My parents always cultivated my interest in space – we re-visited Kennedy Space Centre numerous additional times and they bought me many physics books. My whole family are so supportive and have always influenced my career decisions.

The first time I watched Professor Brian Cox’s TV show ‘Wonders of the Solar System’, I think his ability to show how beautiful physics is cemented my decision to study physics. His passion for the subject is really endearing and I knew I had to learn more.

My maths teacher Ms Leonard really taught me how to study, learn, understand and improve my maths and problem solving abilities. She cleared up any worries I had that I wouldn’t be able to pursue physics because maths wasn’t my best subject. I think she showed me that if I worked hard I would succeed.

Lastly, my current supervisors Professor Lorraine Hanlon and Dr. Antonio Martin-Carrillo continue to inspire and support me. Their enthusiasm, advice and experience assists me hugely.

Does your job allow you to have a lifestyle you are happy with?

Above all, I get to do what I love every day, and that’s the lifestyle I have always wanted! I love communicating science, as it was science programmes like Professor Brian Cox’s that made sure I studied science. Doing research allows me to continue to communicate science through blogs and talks. My talks and blogs always focus on the accessibility of science – that anyone can be a scientist, to ask more questions, be more curious, and never let a grade stop anyone from doing anything! I think it’s a privilege to be able to share my story and the beauty of physics with the public, and this job allows me to do that. Being a researcher is very time consuming and isn’t really a 9-5 job, but I like that!

How did you go about getting your current job?
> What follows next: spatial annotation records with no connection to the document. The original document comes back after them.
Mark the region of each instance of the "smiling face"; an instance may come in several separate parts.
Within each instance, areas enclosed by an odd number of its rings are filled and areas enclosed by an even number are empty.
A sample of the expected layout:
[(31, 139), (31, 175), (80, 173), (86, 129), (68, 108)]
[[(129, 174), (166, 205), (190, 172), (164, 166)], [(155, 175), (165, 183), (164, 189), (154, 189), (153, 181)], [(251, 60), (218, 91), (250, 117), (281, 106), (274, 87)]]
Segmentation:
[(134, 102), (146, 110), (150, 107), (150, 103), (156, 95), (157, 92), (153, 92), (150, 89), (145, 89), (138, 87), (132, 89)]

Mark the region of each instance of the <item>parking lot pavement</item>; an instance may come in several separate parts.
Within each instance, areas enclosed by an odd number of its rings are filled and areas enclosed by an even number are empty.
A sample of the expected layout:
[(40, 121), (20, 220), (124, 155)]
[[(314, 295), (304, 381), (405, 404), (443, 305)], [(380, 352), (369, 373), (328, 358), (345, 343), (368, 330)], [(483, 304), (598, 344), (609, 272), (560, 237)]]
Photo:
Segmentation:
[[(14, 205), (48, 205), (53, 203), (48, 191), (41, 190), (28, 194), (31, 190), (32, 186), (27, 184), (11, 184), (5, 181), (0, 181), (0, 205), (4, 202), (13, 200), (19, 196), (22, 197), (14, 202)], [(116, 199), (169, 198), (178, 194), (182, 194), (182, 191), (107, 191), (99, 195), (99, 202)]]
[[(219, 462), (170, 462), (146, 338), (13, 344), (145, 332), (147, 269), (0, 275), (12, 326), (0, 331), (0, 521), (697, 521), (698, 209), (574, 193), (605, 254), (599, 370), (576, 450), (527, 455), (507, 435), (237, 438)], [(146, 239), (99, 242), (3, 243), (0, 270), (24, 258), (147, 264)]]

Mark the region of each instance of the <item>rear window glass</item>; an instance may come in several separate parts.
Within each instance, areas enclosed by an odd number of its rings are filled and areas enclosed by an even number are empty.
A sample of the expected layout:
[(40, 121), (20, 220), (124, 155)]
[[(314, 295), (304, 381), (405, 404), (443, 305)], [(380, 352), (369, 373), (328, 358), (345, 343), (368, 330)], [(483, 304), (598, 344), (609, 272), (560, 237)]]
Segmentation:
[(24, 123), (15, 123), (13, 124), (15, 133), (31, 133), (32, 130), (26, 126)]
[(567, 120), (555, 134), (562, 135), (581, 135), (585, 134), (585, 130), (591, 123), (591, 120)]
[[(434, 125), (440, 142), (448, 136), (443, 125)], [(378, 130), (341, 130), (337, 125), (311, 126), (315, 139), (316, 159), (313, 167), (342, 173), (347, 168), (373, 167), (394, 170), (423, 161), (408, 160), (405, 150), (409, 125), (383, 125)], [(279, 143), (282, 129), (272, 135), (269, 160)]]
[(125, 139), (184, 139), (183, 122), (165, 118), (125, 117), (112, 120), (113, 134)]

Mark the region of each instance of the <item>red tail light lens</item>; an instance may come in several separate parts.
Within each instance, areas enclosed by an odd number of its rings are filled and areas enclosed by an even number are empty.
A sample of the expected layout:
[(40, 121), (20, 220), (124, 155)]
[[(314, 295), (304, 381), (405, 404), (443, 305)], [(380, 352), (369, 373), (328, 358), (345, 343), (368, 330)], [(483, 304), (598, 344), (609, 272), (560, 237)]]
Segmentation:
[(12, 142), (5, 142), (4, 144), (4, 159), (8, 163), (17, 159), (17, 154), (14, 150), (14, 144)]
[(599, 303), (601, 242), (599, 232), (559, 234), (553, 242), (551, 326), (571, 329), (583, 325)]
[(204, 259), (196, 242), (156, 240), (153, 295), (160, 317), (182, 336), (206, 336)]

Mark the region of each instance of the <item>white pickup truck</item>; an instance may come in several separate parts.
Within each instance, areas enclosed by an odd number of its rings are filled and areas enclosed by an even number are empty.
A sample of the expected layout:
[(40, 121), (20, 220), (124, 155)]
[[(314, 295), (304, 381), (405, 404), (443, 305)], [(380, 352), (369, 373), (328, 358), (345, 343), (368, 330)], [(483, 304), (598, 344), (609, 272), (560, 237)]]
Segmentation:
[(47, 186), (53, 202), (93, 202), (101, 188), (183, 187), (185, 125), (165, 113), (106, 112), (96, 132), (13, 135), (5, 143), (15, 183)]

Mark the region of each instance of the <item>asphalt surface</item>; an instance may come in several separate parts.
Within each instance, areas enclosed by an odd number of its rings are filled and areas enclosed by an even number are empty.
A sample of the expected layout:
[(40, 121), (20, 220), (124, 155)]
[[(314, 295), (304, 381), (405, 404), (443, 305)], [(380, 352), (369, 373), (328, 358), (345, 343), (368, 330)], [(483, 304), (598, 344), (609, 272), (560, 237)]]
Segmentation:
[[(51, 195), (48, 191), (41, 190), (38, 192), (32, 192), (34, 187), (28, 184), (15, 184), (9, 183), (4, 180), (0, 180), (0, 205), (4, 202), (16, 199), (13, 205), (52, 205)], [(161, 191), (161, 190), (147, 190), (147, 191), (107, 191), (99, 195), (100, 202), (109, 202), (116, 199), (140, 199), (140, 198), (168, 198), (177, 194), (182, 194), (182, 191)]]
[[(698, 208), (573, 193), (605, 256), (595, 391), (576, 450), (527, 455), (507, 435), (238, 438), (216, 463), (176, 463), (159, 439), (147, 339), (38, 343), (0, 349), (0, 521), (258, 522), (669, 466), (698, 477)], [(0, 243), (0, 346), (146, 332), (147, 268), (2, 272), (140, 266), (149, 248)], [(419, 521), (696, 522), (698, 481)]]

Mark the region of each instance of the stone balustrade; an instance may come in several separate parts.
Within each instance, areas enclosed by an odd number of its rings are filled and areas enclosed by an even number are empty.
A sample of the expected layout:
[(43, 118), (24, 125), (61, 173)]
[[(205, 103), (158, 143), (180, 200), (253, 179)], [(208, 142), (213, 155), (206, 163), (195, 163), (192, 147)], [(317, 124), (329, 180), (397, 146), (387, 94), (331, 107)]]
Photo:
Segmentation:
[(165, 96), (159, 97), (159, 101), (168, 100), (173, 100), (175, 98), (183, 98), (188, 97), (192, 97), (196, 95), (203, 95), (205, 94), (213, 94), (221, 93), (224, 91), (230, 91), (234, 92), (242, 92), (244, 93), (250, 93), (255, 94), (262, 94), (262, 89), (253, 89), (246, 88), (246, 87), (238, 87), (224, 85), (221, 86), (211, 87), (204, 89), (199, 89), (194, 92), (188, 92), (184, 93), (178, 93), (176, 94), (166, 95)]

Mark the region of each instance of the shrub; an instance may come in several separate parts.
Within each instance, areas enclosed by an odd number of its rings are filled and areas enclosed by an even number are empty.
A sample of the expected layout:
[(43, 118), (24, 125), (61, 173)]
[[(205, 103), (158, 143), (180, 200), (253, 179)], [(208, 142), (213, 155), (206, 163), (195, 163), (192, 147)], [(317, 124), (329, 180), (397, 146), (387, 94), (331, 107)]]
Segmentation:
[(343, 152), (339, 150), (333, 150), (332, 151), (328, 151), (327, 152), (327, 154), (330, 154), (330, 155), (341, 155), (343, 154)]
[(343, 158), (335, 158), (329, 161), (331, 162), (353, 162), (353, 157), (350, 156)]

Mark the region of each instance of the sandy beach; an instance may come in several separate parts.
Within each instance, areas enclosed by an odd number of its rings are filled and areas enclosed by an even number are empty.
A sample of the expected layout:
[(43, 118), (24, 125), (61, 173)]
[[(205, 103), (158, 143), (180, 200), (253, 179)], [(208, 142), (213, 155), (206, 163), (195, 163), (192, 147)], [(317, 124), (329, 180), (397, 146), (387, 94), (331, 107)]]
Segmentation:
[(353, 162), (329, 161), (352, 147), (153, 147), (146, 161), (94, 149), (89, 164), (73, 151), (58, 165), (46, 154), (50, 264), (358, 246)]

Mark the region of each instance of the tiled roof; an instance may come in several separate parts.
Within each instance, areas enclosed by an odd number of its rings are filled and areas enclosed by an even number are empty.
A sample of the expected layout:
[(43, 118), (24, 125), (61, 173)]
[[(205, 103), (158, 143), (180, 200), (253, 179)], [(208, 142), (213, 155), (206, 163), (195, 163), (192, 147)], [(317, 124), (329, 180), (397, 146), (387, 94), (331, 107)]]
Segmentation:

At the beginning of my final year of my undergraduate degree, I had just completed an 8 week summer research internship in the UCD Space Science group. I realised that I love research – I like asking questions and finding the answers to those questions. So I approached Prof. Lorraine Hanlon and Dr Antonio Martin-Carrillo to find out if there were any PhD opportunities. We decided to apply to the Irish Research Council Government of Ireland Postgraduate scheme. To do this, a lengthy proposal was written detailing the project aims but also my own achievements and credentials. 3 months of hard work went in to this proposal and once sent off, we waited 4 months for a reply. Whilst coming down from Mount Teide in Tenerife, where I had just spent 5 nights on my undergraduate research field trip, I got an email to say my application was successful. I cried! I’m lucky to be funded by the Irish Research Council to conduct research. When I started my PhD, students in UCD and Queens University Belfast had just proposed a design for Ireland’s first satellite, EIRSAT-1. It was chosen as part of the Fly Your Satellite! Programme, so now I’m part of the team trying to get Ireland into Space!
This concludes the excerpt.